Question

How do you solve $\left( {7x + 3} \right)\left( {2x - 6} \right) = 0$?

Answer 1

Hint: Given an expression. We have to find the value of the expression. First, we will set each factor equal to zero. Then solve the equation for x. Write the solution of the equation.

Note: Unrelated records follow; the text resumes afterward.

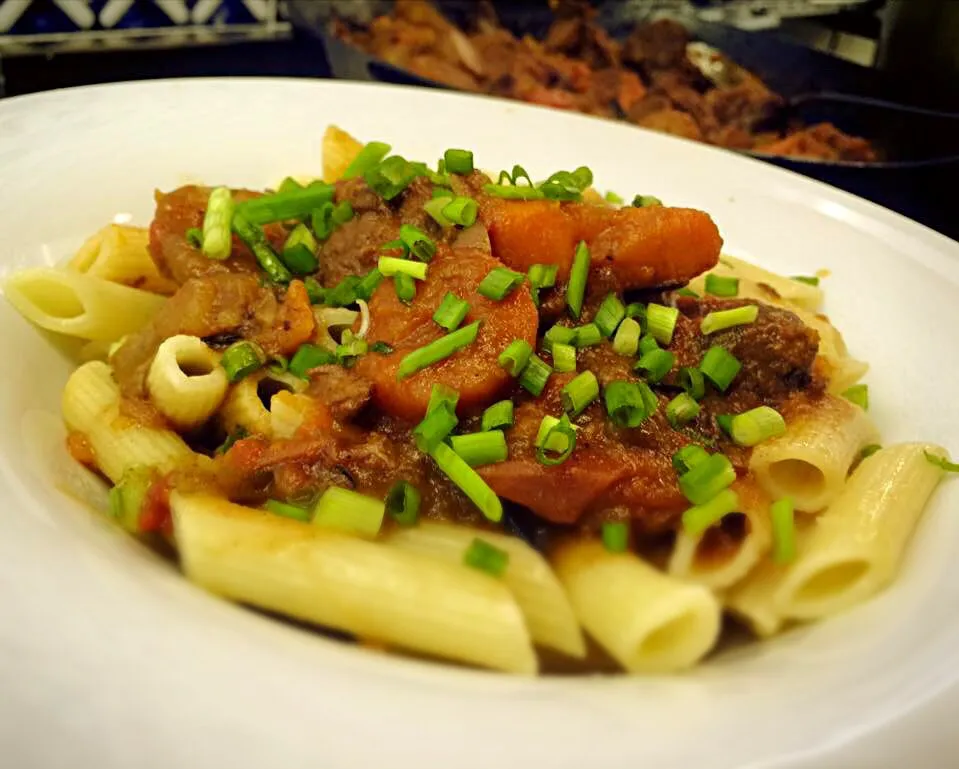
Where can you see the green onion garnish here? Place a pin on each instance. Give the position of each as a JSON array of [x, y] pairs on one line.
[[858, 394], [242, 359], [625, 404], [366, 158], [486, 557], [697, 519], [576, 288], [515, 357], [705, 480], [723, 319], [610, 314], [466, 478], [451, 312], [437, 350], [655, 364], [661, 322], [265, 256], [535, 375], [784, 530], [579, 392], [720, 367], [478, 449], [295, 512], [350, 512], [461, 211], [692, 382], [458, 161], [499, 416], [555, 440], [681, 410], [756, 425], [564, 357], [390, 266], [403, 503], [626, 341], [217, 239], [499, 283], [615, 536], [717, 285], [309, 356]]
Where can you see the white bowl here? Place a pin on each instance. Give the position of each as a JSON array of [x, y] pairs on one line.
[[109, 659]]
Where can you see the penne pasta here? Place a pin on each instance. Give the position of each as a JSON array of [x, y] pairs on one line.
[[647, 621], [79, 305], [811, 460], [375, 591], [528, 576]]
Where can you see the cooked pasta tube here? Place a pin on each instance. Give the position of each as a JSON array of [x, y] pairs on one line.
[[854, 548], [647, 621], [186, 382], [370, 589], [811, 460], [121, 254], [726, 552], [79, 305], [528, 576]]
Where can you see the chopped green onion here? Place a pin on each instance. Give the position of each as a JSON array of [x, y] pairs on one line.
[[418, 242], [697, 519], [458, 161], [451, 312], [266, 257], [719, 285], [217, 238], [478, 449], [625, 404], [692, 382], [615, 536], [350, 512], [756, 425], [403, 503], [405, 287], [295, 512], [688, 457], [858, 394], [941, 462], [720, 367], [555, 440], [535, 375], [486, 557], [656, 364], [468, 481], [499, 416], [723, 319], [587, 336], [626, 341], [661, 321], [307, 357], [367, 158], [576, 288], [390, 266], [564, 357], [681, 410], [437, 350], [515, 357], [499, 283], [462, 211], [705, 480], [241, 359], [579, 392], [781, 516]]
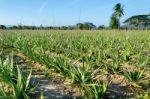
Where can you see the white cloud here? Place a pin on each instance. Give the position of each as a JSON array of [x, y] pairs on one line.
[[43, 5]]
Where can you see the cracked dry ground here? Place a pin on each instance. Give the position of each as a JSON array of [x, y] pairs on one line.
[[52, 84]]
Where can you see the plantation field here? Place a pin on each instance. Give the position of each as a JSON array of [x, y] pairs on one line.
[[100, 64]]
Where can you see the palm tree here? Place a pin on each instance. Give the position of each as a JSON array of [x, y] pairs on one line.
[[119, 12]]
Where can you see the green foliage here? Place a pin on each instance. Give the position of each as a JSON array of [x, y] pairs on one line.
[[13, 82]]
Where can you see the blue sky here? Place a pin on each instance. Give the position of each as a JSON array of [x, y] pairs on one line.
[[66, 12]]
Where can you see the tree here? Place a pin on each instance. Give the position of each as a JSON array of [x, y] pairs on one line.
[[115, 18], [80, 26], [114, 22], [2, 27], [89, 26], [101, 27], [119, 11], [138, 21]]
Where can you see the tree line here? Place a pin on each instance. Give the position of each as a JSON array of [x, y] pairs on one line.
[[133, 22]]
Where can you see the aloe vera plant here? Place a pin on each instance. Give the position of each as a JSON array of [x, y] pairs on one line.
[[135, 75]]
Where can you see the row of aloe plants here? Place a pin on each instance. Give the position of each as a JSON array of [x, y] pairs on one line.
[[14, 83], [97, 53]]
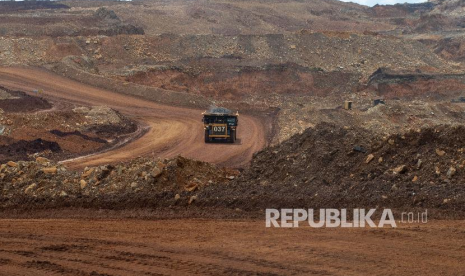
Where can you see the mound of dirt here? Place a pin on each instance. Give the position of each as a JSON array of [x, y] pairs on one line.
[[338, 167], [328, 166], [18, 101], [21, 150], [138, 184]]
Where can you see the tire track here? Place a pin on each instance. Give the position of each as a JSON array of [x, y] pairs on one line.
[[173, 130]]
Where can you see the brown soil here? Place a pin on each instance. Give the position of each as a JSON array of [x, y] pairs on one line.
[[173, 130], [211, 247], [326, 167], [389, 84], [21, 102], [238, 83], [21, 150]]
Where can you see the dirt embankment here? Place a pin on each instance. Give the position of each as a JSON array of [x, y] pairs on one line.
[[390, 84], [239, 83], [31, 125], [324, 167], [338, 167]]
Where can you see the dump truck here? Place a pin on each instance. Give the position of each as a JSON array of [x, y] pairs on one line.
[[220, 124]]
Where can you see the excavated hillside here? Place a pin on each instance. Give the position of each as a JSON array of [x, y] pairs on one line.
[[340, 167], [328, 166]]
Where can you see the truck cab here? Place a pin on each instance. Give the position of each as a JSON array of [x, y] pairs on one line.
[[220, 124]]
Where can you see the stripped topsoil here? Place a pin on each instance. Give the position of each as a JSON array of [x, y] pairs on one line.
[[328, 166], [21, 102]]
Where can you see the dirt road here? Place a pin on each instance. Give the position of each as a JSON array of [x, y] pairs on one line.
[[173, 130], [208, 247]]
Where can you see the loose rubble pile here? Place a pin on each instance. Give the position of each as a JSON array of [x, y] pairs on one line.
[[327, 166], [141, 183], [330, 166]]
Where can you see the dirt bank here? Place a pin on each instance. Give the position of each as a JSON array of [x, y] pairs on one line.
[[171, 130]]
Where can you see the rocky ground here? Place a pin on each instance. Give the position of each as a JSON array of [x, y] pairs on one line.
[[296, 62], [328, 166], [31, 126]]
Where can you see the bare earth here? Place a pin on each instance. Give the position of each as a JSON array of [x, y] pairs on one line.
[[213, 247], [172, 130]]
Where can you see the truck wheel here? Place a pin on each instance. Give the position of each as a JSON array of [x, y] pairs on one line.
[[207, 137]]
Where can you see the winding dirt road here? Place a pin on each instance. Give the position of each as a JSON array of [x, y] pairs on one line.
[[172, 130]]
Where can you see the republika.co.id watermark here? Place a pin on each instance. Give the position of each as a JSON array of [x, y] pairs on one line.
[[288, 218]]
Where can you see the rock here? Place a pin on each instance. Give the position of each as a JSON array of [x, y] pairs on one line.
[[156, 172], [87, 173], [370, 157], [451, 172], [42, 160], [83, 184], [192, 199], [51, 170], [400, 169], [419, 163], [30, 188], [191, 187]]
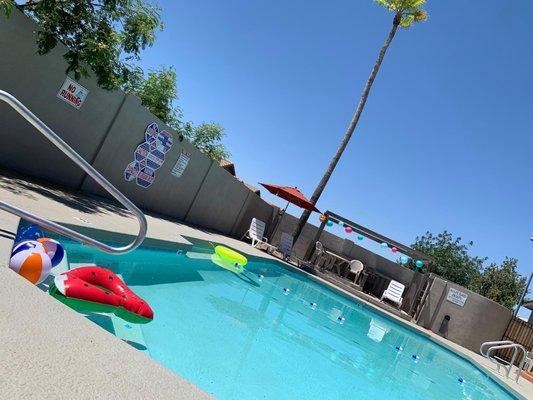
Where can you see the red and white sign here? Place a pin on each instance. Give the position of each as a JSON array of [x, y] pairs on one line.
[[73, 93]]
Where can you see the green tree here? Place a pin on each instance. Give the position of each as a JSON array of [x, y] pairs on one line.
[[501, 283], [452, 259], [103, 36], [406, 13], [158, 92], [207, 137]]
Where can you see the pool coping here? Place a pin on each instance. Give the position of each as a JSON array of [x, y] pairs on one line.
[[464, 353], [476, 360], [32, 372]]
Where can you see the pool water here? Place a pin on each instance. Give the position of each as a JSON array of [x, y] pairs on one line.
[[273, 333]]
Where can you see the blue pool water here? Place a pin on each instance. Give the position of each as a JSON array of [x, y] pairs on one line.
[[247, 337]]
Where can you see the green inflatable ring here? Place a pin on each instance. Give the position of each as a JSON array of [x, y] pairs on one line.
[[230, 256]]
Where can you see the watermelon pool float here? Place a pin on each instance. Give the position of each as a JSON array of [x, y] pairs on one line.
[[97, 289]]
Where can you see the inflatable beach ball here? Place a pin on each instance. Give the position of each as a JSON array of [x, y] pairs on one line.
[[30, 260], [54, 250]]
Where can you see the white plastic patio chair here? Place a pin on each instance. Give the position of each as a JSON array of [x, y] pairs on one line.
[[394, 293], [356, 267], [256, 232]]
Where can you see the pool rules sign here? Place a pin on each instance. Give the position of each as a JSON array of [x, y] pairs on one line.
[[72, 93], [457, 297]]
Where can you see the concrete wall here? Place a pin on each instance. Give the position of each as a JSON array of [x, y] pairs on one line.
[[168, 194], [344, 247], [219, 201], [106, 131], [35, 80], [479, 320]]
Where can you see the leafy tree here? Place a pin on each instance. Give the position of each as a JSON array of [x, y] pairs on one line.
[[157, 93], [406, 13], [452, 260], [207, 137], [501, 283], [103, 36]]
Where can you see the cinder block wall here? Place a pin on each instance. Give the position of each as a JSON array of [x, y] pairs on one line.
[[35, 81], [479, 320], [105, 132]]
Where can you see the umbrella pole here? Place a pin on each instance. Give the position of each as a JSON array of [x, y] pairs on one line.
[[280, 217]]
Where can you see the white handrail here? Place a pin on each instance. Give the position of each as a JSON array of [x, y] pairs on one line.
[[74, 156], [495, 343]]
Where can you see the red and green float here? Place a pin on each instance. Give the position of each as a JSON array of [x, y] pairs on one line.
[[97, 289]]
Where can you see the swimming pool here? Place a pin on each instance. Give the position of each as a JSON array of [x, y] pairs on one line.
[[272, 333]]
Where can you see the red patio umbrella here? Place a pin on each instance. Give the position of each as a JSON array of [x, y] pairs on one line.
[[292, 195]]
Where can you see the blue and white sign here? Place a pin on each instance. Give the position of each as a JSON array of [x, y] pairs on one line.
[[148, 156]]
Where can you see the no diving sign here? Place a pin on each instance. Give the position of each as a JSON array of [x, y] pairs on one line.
[[72, 93]]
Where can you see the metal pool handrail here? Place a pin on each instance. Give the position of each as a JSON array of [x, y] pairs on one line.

Complete step by step solution:
We are given the expression, $\left( {7x + 3} \right)\left( {2x - 6} \right) = 0$. First, set each factor equal to zero.
$ \Rightarrow \left( {7x + 3} \right) = 0{\text{ or }}\left( {2x - 6} \right) = 0$
Solve the first factor for x.
$ \Rightarrow 7x + 3 = 0$
Now, we will subtract 3 from both sides of the equation.
$ \Rightarrow 7x + 3 - 3 = 0 - 3$
$ \Rightarrow 7x = - 3$
Divide both sides of the equation by $7$.
$ \Rightarrow \dfrac{{7x}}{7} = \dfrac{{ - 3}}{7}$
$ \Rightarrow x = - \dfrac{3}{7}$
Solve the second factor for x.
$ \Rightarrow 2x - 6 = 0$
Now, we will add 6 to both sides of the equation.
$ \Rightarrow 2x - 6 + 6 = 0 + 6$
$ \Rightarrow 2x = 6$
Divide both sides of the equation by $2$.
$ \Rightarrow \dfrac{{2x}}{2} = \dfrac{6}{2}$
$ \Rightarrow x = 3$

Hence, the solution of the expression is equal to $x = - \dfrac{3}{7}$ or $x = 3$

Additional Information:
The factorization of the quadratic equation can be done in many ways such as factorization by splitting the middle term. Then, take out the common terms and find the factors of the equation. Then, set each factor equal to zero and solve the equation for the variable. Another method to factorize the equation is by completing the square if it is not possible to apply the algebraic identity directly to the equation. Then each factor will set equal to zero in order to solve for the equation for the variable. Then, apply the basic arithmetic operations to solve the equation.

Note:
In such types of questions students mainly do mistakes while applying the algebraic identity. Students may get confused on which algebraic identity must be applied. In such types of questions, students can also make calculation mistakes while solving for the variable.